Five criteria are important when evaluating sampling frames:

  1. Size: is it big enough?
  2. Completeness: all units of a population under survey should be included.
  3. Accuracy: totally up-to-date sampling frames are rarely available. The frame may contain units which no longer exist.
  4. Duplication: bias will result where names of sampling units occur more than once, e.g. some firms may have multiple listings in telephone directories.
  5. Convenience: sampling lists should be accessible and suitable for sampling purposes.

Basic statistics texts explain random sampling, systematic sampling, multi-stage sampling, cluster sampling, stratified sampling and quota sampling along with an understanding of how deviation or bias can enter into a sample and its potential effects upon the results of a survey.

Contact methods Contact methods are a balance between time, the degree of accuracy required and costs.

  • Personal interviews can be formal ‘on-street’ or ‘mall intercept’ surveys using structured questionnaires and a less structured ‘depth’ or ‘focus’ interview format that is done at the interviewee’s home or in a group setting.
  • Postal surveys demand a straightforward formalized questionnaire as personal intervention is not possible to explain questioning areas which might be unclear.
  • Telephone interviews are popular owing to relatively low costs, especially for consumer research, but increasingly for B2B industrial research as respondents might be geographically spread, so travel costs are eliminated.

Contact medium: the questionnaire This cannot be designed until precise information require ments are known. It is the vehicle whereby research objectives are translated into specific questions.

The type of information sought and the type of respondents to be researched will have a bearing on the contact method to be used. This will influence whether the questionnaire is an unstructured schedule of discussion points for depth interviewing or a structured closed-ended type questionnaire for ‘on-street’ interviews.

Qualitative research

Data such as market size, numbers of competitors and average purchasing prices provide hard data on market facts. Marketers are also interested in qualitative data on markets and customers. This data encompasses areas like underpinning customer attitudes, customer perceptions and beliefs, psychological and sociological influences on consumer behaviour, and such techniques are aimed at providing this information.

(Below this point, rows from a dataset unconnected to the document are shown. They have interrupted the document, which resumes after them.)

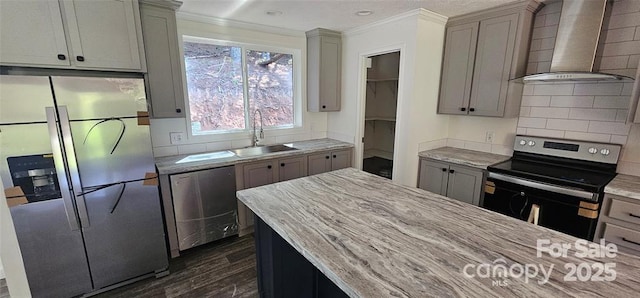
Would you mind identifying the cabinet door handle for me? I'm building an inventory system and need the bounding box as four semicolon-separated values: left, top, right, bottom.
622;237;640;245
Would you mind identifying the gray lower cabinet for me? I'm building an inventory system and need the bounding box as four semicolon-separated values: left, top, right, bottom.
140;0;185;118
593;194;640;256
308;149;352;176
418;159;484;206
236;160;280;236
278;156;307;181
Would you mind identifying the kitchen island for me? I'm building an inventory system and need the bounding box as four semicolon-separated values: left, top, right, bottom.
237;168;640;297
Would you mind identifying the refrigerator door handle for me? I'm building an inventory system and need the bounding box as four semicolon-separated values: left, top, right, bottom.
45;107;80;231
58;106;89;229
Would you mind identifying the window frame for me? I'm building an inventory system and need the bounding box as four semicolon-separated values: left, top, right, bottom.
180;34;304;138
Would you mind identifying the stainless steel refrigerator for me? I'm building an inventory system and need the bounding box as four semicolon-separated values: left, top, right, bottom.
0;75;168;297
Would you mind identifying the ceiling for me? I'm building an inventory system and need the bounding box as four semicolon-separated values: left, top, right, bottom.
179;0;528;31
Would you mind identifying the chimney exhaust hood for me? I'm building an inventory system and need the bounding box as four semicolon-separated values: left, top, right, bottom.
522;0;633;84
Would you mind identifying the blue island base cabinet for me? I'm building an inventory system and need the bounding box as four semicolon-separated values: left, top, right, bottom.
255;216;348;298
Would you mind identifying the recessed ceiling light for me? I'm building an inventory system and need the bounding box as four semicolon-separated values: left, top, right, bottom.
267;10;282;16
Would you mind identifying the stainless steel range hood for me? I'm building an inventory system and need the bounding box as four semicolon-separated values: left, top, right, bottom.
522;0;633;83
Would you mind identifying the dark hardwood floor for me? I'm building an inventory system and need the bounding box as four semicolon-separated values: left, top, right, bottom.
94;235;258;298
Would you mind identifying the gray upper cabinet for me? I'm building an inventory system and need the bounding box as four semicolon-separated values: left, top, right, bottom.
438;22;478;115
438;1;540;117
0;0;146;72
306;28;342;112
469;14;518;116
140;0;185;118
418;159;484;206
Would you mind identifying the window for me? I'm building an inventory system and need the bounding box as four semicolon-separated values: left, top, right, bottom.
183;36;297;135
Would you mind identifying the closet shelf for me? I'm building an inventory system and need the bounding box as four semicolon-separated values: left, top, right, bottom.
364;116;396;122
367;78;398;82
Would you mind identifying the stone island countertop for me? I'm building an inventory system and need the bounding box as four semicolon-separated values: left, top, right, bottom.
604;174;640;200
237;168;640;297
155;139;354;175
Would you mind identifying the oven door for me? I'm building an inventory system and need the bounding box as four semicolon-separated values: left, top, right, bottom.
482;174;599;240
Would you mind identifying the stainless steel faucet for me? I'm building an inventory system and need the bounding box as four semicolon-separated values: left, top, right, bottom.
251;109;264;147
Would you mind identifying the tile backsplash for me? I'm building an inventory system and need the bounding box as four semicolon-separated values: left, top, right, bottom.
517;82;633;145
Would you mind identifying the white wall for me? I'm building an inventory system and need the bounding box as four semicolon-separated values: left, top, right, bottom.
0;183;31;297
151;14;327;157
327;10;448;186
447;116;518;155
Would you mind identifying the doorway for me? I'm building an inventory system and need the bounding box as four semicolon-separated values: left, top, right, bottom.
362;52;400;179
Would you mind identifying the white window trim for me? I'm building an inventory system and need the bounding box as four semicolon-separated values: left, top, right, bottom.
180;34;304;140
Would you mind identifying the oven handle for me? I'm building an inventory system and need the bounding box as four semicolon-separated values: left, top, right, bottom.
489;172;598;202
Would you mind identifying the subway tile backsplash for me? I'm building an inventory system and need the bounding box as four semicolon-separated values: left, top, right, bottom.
518;82;633;145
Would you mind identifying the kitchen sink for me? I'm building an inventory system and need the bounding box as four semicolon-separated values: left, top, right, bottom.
233;145;298;157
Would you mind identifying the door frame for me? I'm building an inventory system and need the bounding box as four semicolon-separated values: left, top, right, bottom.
354;43;406;180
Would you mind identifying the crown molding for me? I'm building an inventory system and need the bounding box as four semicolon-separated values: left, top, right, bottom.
343;8;448;35
176;11;305;37
140;0;182;10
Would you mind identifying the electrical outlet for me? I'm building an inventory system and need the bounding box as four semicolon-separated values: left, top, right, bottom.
484;131;495;143
169;132;184;145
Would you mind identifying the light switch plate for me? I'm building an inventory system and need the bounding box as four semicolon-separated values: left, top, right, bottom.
169;132;185;145
484;131;495;144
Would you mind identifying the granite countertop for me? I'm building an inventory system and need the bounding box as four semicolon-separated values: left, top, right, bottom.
155;139;354;175
418;147;511;169
237;168;640;297
604;174;640;200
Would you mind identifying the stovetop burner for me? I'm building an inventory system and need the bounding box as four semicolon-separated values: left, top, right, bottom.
487;136;620;192
488;158;616;192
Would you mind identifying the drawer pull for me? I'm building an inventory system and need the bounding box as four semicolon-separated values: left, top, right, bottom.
622;237;640;246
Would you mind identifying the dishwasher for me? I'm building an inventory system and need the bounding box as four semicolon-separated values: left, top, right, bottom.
169;166;238;251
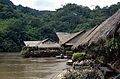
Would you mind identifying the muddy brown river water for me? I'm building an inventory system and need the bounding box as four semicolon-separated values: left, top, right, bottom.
0;53;66;79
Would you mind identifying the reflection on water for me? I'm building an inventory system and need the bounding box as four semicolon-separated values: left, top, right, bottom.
0;53;66;79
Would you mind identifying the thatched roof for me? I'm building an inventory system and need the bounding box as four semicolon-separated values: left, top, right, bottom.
24;39;60;48
73;10;120;48
62;30;85;44
56;32;75;44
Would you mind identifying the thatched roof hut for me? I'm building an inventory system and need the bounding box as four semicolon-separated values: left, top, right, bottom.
73;10;120;48
56;32;75;44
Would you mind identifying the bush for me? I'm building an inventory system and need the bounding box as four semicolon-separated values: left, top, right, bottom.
72;52;86;61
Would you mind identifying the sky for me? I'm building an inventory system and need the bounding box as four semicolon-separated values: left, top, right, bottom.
11;0;120;11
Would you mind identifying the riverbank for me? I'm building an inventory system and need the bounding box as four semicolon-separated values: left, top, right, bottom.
0;53;66;79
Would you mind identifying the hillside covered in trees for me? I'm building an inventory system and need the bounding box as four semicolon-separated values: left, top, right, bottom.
0;0;120;52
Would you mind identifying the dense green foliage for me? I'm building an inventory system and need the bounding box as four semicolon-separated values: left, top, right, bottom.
0;0;120;52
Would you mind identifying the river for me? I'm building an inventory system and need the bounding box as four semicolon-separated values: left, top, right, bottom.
0;53;66;79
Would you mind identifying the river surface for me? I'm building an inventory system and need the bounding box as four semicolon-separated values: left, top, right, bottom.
0;53;66;79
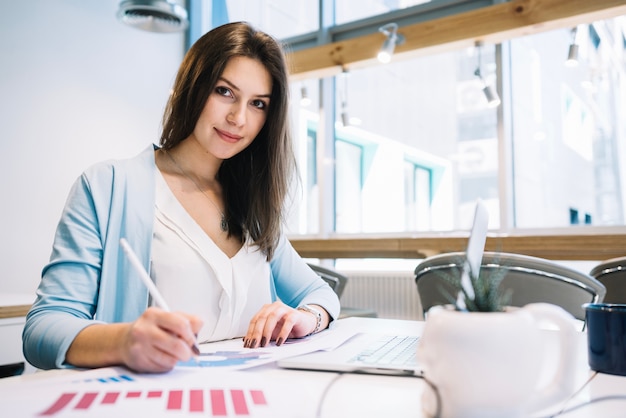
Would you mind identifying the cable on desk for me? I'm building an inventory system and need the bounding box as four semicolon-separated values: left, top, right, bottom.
419;375;442;418
549;395;626;418
315;372;344;418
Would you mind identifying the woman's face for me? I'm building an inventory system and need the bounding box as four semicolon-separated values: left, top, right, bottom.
191;57;272;160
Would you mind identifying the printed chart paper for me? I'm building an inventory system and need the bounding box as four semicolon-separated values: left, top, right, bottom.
0;368;330;418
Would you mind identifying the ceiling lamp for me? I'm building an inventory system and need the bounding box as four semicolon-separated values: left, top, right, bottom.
474;41;500;107
378;23;404;64
117;0;189;32
565;27;578;67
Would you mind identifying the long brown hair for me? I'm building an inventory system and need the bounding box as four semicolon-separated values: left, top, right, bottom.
160;22;296;261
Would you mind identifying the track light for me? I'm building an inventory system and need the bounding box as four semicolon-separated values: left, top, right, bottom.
117;0;189;32
300;86;311;107
474;42;500;107
341;68;350;126
565;27;578;67
378;23;404;64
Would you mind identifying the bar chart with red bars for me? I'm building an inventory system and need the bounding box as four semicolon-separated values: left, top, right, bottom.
39;388;268;417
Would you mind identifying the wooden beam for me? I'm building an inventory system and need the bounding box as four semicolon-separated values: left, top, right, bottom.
290;233;626;261
289;0;626;79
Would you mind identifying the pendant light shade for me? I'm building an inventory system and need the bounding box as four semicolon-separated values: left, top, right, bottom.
117;0;189;32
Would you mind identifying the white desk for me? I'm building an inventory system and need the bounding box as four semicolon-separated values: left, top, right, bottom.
0;318;626;418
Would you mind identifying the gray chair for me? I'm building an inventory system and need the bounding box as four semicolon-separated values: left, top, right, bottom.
415;252;606;321
309;263;378;319
589;256;626;303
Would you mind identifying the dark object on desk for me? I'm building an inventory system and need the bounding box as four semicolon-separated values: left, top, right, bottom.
415;252;606;321
309;263;378;318
0;362;24;378
589;256;626;303
584;303;626;376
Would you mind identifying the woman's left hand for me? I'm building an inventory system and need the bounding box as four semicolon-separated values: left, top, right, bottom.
243;301;320;348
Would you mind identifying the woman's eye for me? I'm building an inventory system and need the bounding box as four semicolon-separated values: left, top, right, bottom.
252;100;267;110
215;86;233;97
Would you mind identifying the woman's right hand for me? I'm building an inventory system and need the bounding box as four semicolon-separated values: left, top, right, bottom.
120;308;202;372
65;308;202;373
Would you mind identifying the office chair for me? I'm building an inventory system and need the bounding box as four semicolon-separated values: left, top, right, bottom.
589;256;626;303
309;263;378;319
415;252;606;321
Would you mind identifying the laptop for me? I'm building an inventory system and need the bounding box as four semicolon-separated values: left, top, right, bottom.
277;200;488;376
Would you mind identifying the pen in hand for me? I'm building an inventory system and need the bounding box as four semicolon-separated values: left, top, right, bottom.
120;238;200;361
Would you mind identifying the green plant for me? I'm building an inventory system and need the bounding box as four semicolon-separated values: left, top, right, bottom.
440;260;511;312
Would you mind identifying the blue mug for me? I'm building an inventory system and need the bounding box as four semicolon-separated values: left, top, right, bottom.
583;303;626;376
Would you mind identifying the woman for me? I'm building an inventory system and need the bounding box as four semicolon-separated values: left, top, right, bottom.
23;23;339;372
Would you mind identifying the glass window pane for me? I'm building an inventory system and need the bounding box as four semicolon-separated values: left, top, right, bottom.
511;19;626;228
336;46;499;233
221;0;319;39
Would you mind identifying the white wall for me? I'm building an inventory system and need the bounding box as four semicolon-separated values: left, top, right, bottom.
0;0;184;293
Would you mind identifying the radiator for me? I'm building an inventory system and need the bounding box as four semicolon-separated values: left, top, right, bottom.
341;270;423;320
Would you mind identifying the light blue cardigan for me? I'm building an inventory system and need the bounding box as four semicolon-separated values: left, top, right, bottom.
22;146;339;369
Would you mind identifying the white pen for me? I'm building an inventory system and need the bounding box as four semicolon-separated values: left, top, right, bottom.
120;238;200;361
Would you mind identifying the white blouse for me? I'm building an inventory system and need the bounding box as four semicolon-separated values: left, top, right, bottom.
150;170;272;342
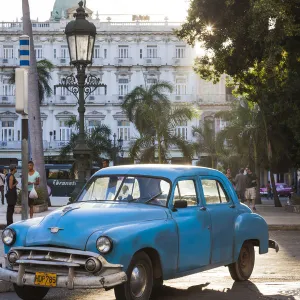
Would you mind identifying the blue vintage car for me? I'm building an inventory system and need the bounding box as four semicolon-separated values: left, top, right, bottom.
0;165;279;300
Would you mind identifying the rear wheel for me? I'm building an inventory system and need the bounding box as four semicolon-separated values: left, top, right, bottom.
14;284;49;300
115;252;153;300
228;241;255;281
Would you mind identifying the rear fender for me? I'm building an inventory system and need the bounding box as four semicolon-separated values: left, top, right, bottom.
233;213;269;261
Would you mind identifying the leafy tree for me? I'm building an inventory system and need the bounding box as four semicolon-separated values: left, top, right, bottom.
9;59;54;102
22;0;47;202
60;117;111;166
122;82;193;163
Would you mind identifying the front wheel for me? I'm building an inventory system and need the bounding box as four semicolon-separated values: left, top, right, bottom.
14;284;49;300
228;241;255;281
115;252;153;300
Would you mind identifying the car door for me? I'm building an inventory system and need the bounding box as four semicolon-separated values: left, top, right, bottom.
200;176;237;264
171;177;211;272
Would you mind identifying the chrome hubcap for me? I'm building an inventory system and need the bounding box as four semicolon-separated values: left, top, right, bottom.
130;265;147;298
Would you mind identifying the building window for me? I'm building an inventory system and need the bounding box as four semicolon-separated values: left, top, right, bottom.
1;121;15;142
119;79;129;96
119;46;129;58
34;48;43;58
176;121;188;140
87;120;101;133
147;46;157;58
176;79;186;95
176;46;185;58
59;121;72;141
94;46;100;58
118;121;130;141
2;80;15;96
3;46;14;59
60;46;70;58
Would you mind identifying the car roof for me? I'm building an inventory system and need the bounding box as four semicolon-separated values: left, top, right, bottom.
93;164;224;181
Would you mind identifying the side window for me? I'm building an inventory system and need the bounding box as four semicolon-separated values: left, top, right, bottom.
174;180;198;206
201;179;230;204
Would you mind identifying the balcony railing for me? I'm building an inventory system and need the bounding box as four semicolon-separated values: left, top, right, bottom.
0;57;19;67
172;57;193;67
143;57;161;66
115;57;132;67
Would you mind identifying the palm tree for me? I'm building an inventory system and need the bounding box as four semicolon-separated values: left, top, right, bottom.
22;0;47;202
9;59;54;102
122;81;193;163
60;117;112;169
193;120;218;169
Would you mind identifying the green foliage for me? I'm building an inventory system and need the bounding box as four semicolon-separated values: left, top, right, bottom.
177;0;300;164
60;117;112;166
122;82;195;163
9;59;54;102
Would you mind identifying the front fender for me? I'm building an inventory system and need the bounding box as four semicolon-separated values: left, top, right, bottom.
233;213;269;261
86;219;178;278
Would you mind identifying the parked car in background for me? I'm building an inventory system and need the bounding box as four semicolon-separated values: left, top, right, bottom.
0;165;279;300
260;183;293;198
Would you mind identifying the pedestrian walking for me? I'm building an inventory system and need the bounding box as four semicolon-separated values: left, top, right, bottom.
102;159;109;169
5;165;18;226
266;181;273;200
28;161;40;219
0;169;5;205
225;169;233;184
245;168;257;210
234;168;246;203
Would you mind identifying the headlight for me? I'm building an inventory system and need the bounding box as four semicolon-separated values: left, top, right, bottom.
2;228;16;246
97;236;113;254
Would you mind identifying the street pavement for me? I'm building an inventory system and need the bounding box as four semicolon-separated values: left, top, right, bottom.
0;231;300;300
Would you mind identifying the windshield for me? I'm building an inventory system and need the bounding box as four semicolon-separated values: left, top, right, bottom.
78;176;171;206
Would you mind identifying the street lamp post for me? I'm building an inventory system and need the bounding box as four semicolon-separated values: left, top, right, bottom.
54;1;107;199
110;133;124;166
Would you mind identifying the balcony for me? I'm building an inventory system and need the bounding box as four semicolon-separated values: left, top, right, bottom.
115;57;132;67
143;57;161;67
0;95;15;106
0;57;20;67
85;95;107;106
47;95;78;106
170;94;195;104
92;57;103;66
172;57;193;67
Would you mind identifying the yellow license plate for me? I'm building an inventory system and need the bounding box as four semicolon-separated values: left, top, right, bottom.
34;272;57;287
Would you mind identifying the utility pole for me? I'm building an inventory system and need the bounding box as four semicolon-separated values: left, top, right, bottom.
15;35;30;220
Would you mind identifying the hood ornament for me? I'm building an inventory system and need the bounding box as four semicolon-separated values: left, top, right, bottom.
49;227;64;233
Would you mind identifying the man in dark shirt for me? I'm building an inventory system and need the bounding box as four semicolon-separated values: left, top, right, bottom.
245;168;257;210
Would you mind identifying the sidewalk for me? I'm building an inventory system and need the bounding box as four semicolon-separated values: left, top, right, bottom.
0;197;300;231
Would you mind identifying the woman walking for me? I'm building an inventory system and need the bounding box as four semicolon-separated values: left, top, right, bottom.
28;161;40;219
6;165;18;226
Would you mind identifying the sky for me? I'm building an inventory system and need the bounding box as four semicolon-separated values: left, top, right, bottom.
0;0;188;22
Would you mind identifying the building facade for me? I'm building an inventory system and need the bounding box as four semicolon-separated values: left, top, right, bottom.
0;0;231;164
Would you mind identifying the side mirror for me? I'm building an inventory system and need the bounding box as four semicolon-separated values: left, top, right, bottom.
174;200;187;208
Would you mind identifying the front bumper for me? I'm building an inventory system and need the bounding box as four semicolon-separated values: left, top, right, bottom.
0;268;127;290
0;247;127;290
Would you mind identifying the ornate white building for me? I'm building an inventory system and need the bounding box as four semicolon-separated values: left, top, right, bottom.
0;0;231;165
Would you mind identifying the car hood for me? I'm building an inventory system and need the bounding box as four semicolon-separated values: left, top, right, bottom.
26;202;167;250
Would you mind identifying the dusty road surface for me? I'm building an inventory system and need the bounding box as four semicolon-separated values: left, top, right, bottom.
0;231;300;300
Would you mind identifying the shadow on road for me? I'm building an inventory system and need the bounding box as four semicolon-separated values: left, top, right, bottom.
151;281;295;300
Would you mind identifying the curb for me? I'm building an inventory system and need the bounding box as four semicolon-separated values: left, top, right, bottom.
0;280;14;293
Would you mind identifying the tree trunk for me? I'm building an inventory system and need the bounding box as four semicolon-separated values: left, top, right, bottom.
270;170;282;207
22;0;48;204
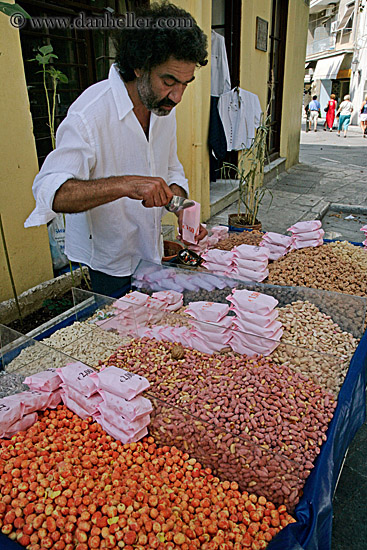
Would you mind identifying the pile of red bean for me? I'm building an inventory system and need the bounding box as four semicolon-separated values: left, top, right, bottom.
98;338;336;507
0;406;294;550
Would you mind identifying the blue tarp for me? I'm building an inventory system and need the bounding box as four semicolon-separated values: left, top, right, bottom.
0;320;367;550
268;332;367;550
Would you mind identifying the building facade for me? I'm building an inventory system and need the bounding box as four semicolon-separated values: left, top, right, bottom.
0;0;309;300
304;0;367;124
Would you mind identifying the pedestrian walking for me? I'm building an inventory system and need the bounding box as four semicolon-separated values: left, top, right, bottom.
308;95;321;132
324;94;337;132
336;94;353;137
360;95;367;137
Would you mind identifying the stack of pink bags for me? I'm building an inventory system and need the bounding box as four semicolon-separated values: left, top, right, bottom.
90;366;153;444
152;290;183;311
202;248;234;276
260;231;293;260
57;361;102;419
227;289;283;357
360;225;367;249
0;369;61;438
287;220;325;250
185;302;233;354
228;244;270;283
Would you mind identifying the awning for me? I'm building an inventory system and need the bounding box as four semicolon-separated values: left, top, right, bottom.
336;2;354;31
313;54;345;80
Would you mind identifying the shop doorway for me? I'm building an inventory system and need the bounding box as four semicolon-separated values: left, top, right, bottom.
268;0;288;160
212;0;241;185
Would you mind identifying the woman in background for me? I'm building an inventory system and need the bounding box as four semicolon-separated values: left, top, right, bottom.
336;94;353;137
324;94;337;132
360;95;367;137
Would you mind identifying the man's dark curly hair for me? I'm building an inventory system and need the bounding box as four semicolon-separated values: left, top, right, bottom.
115;2;208;82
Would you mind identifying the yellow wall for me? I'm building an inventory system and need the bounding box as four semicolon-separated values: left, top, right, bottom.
280;0;308;169
0;7;53;301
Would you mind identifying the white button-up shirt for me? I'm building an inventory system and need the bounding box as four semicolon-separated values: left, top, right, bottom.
218;88;261;151
210;30;231;97
24;66;188;277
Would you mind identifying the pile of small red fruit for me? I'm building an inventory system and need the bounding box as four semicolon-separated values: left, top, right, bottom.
0;406;295;550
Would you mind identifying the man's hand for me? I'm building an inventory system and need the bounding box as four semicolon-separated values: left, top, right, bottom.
176;210;208;245
126;176;173;208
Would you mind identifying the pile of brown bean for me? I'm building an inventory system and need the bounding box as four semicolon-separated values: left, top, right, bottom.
271;301;358;395
264;243;367;296
100;338;336;506
211;231;264;250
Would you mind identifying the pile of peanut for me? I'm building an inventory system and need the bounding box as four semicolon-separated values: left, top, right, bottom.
265;242;367;296
212;231;264;250
100;338;336;507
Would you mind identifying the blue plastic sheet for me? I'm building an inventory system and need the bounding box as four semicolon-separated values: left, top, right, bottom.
0;324;367;550
268;332;367;550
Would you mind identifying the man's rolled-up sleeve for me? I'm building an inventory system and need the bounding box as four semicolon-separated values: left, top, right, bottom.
167;113;189;195
24;114;96;227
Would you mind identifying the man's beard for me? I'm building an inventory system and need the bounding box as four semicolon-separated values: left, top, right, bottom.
136;72;176;116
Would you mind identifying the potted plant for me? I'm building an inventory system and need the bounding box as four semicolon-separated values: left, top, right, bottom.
222;113;270;230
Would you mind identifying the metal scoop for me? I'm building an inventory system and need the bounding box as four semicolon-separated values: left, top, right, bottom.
166;195;195;213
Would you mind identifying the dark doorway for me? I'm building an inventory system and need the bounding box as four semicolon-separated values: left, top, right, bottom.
20;0;148;167
212;0;241;177
268;0;288;160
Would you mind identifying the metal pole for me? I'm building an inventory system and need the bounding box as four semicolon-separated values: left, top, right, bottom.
0;214;23;326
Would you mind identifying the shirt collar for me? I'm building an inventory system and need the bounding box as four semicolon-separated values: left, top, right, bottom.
108;64;134;120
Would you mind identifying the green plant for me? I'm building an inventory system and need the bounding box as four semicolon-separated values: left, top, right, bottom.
222;110;271;225
29;44;90;288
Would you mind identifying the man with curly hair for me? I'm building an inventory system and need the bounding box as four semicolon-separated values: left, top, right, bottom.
25;3;207;295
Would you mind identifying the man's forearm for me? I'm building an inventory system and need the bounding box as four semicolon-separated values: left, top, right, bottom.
52;176;126;214
52;176;175;214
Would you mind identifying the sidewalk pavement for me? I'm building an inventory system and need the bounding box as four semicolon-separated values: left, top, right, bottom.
208;124;367;550
207;123;367;244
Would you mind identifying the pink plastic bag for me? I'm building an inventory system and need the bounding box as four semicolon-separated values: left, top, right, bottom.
182;201;200;244
98;401;150;436
191;315;234;334
99;390;153;422
185;302;229;323
24;369;61;391
112;290;149;311
227;289;278;315
203;262;231;275
2;412;38;439
47;388;62;409
57;361;97;397
228;267;269;283
234;258;268;271
202;248;234;268
99;416;148;445
92;366;150;401
16;390;51;414
294;229;325;242
287;220;322;233
62;384;103;415
261;231;292;248
232;244;269;261
0;394;25;437
152;290;183;306
61;390;91;420
233;319;283;339
231;308;279;328
291;239;324;250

Marketers have used several techniques for researching these more complex aspects. Many have been adapted from psychology and sociology. In the 1960s for example, marketers began to use what became collectively referred to as motivation research. Examples of specific techniques include thematic apperception, Rorschach ink-blot tests and word association tests. During the 1980s and 1990s many of these techniques fell into disrepute and motivation research in general was used less and less by marketers who felt it to be unscientific. Two techniques of qualitative research which remain viable and widely used are focus groups and depth interviews .

Marketers have again begun to look at innovative research techniques to gather and analyse qualitative data. Futures research, described earlier, is a good example. In the main, marketers are becoming more amenable to innovative techniques of qualitative market research if they afford insights into the underpinning behavioural processes and attitudes of customers.

Guinness is a good example of a company that has been willing to try out new techniques of qualitative research to try and find out customers’ innermost thoughts. Guinness’s research company have used techniques such as role playing, psychodramas and psycho-drawing in this process. Some of the findings from this research have found their way into multi-million pound advertising campaigns for the Guinness brand.

Using this research, Guinness found that many of their customers drank Guinness because they felt it set them aside from the crowd. Many Guinness drinkers apparently see themselves as individuals. The famous Guinness ‘It’s not easy being a dolphin’ advertisements starring Rutger Hauer were the result of this type of research.